6,0.4,"(Milk, Eggs)"
7,0.4,"(Onion, Eggs)"
8,0.4,"(Kidney Beans, Eggs)"


Generating the antecedents and consequents from associationRulesSet with metric as confidence of min-support of 0.6

In [19]:
associationRulesSet = association_rules(frequentItems_fpGrowth, 
                                        metric="confidence", 
                                        min_threshold=0.6)
associationRulesSet

Unnamed: 0,antecedents,consequents,antecedent support,consequent support,support,confidence,lift,leverage,conviction
0,(Yogurt),(Milk),0.6,0.6,0.4,0.666667,1.111111,0.04,1.2
1,(Milk),(Yogurt),0.6,0.6,0.4,0.666667,1.111111,0.04,1.2
2,(Milk),(Eggs),0.6,0.7,0.4,0.666667,0.952381,-0.02,0.9
3,(Onion),(Eggs),0.5,0.7,0.4,0.8,1.142857,0.05,1.5
4,(Kidney Beans),(Eggs),0.5,0.7,0.4,0.8,1.142857,0.05,1.5


In [20]:
for i , row in associationRulesSet.iterrows():
    print(f"{i+1} - {list(row.antecedents)} -> {list(row.consequents)} = [support = {row.support} , confidence = {row.confidence}, lift ={row.lift}] , dependent = {row.lift != 1.0}" )
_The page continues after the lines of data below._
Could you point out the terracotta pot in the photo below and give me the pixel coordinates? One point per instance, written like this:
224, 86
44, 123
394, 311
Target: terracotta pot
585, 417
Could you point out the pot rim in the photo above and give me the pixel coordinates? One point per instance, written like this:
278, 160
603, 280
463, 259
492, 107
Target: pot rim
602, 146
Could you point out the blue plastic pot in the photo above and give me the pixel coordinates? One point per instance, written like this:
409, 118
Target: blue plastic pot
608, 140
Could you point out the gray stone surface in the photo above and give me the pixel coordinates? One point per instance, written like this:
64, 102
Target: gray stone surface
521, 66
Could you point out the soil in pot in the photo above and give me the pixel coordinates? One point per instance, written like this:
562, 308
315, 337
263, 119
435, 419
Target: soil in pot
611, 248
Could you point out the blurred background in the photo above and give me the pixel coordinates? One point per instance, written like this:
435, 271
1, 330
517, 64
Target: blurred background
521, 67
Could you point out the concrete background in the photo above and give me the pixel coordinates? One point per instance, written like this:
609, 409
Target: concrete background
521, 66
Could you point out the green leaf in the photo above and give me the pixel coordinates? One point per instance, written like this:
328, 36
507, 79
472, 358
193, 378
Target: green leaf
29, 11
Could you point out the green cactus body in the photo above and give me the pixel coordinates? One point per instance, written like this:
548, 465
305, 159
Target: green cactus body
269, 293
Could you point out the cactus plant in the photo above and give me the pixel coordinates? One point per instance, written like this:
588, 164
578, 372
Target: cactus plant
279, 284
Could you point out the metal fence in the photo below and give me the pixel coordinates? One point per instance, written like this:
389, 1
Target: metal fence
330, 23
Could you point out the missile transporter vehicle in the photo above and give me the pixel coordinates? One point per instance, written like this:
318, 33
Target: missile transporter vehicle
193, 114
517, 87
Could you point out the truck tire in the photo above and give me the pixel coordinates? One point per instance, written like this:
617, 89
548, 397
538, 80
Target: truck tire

1 - ['Yogurt'] -> ['Milk'] = [support = 0.4 , confidence = 0.6666666666666667, lift =1.1111111111111114] , dependent = True
2 - ['Milk'] -> ['Yogurt'] = [support = 0.4 , confidence = 0.6666666666666667, lift =1.1111111111111114] , dependent = True
3 - ['Milk'] -> ['Eggs'] = [support = 0.4 , confidence = 0.6666666666666667, lift =0.9523809523809526] , dependent = True
4 - ['Onion'] -> ['Eggs'] = [support = 0.4 , confidence = 0.8, lift =1.142857142857143] , dependent = True
5 - ['Kidney Beans'] -> ['Eggs'] = [support = 0.4 , confidence = 0.8, lift =1.142857142857143] , dependent = True


Since FP-Growth doesn't require creating candidate sets explicitly, it can be magnitudes faster than the alternative Apriori algorithm. For instance, the following cells compare the performance of the Apriori algorithm to the performance of FP-Growth -- even in this very simple toy dataset scenario, FP-Growth is considerable faster

In [21]:
%timeit -n 100 -r 10 apriori(df, min_support=0.6)

1.02 ms ± 28.7 µs per loop (mean ± std. dev. of 10 runs, 100 loops each)


In [22]:
%timeit -n 100 -r 10 apriori(df, min_support=0.6, low_memory=True)

1.03 ms ± 27.3 µs per loop (mean ± std. dev. of 10 runs, 100 loops each)


In [23]:
%timeit -n 100 -r 10 fpgrowth(df, min_support=0.6)

660 µs ± 20.8 µs per loop (mean ± std. dev. of 10 runs, 100 loops each)


Conclusion:
- Both the algorithms finds the patterns similarly.
- Fp growth's tree based pattern generation is much efficient than the traditional apriori approach.
- From the above time results, FP_Growth is faster than the apriori, even in low_memory mode of apriori.